Officials marked the new outpatient facility’s debut with a ribbon-cutting ceremony Friday before spending the weekend moving equipment from MSK’s first LI outpost at Mercy Medical Center in Rockville Centre.

“Today the majority of cancer treatments that patients receive are delivered in an outpatient setting, and that’s why we need a new facility like we’re delivering here,” Dr. Craig Thompson, president and CEO of MSK, told reporters during a news conference.

The new 114,000-square-foot facility is located on Hempstead Turnpike, adjacent to NYCB Live, Home of the Nassau Veterans Memorial Coliseum. Advanced, personalized care delivered by nearly 200 MSK medical and professional staffers at the site include services such as a state-of-the-art radiology and radiation therapy suite, private infusion rooms for chemotherapy and other treatments, a rehabilitation gymnasium, and an on-site café.

Memorial Sloan Kettering Cancer Center, a top-ranked hospital according to US News & World Report, first opened its Mercy facility in 1998.

“Our physicians here are completely integrated into our disease-management teams and our patients and their families will be able to receive and participate in the full spectrum of clinical trials as well as receiving all of the current, state-of-the-art standard care,” said Dr. Lisa DeAngelis, MSK acting physician-in-chief.
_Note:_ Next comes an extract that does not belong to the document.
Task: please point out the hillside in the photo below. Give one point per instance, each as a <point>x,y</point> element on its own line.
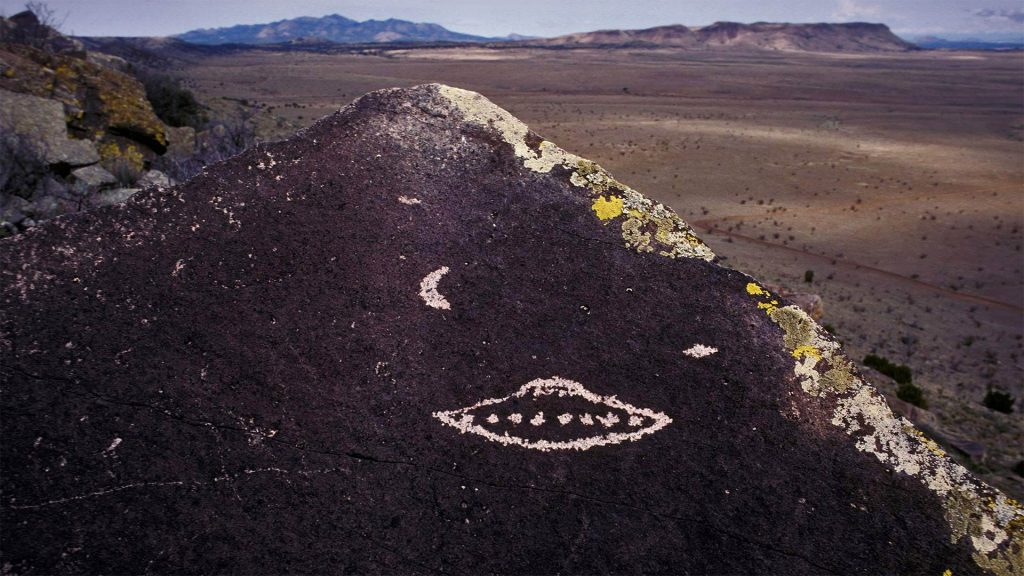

Stacy Miranda, a Middle School teacher and MSK patient from Long Beach, recalled how physically taxing the trip to Manhattan for breast cancer treatment was compared to Rockville Centre.

“During the six months of chemo, I was too sick to drive myself the 20 minutes to Rockville Centre, so I was dependent on my parents,” she recalled. “Traveling to the city would have taken everything out of me that I had left to enjoy life, and since I couldn’t do much on my own, it also would have turned the lives of my support network upside down.”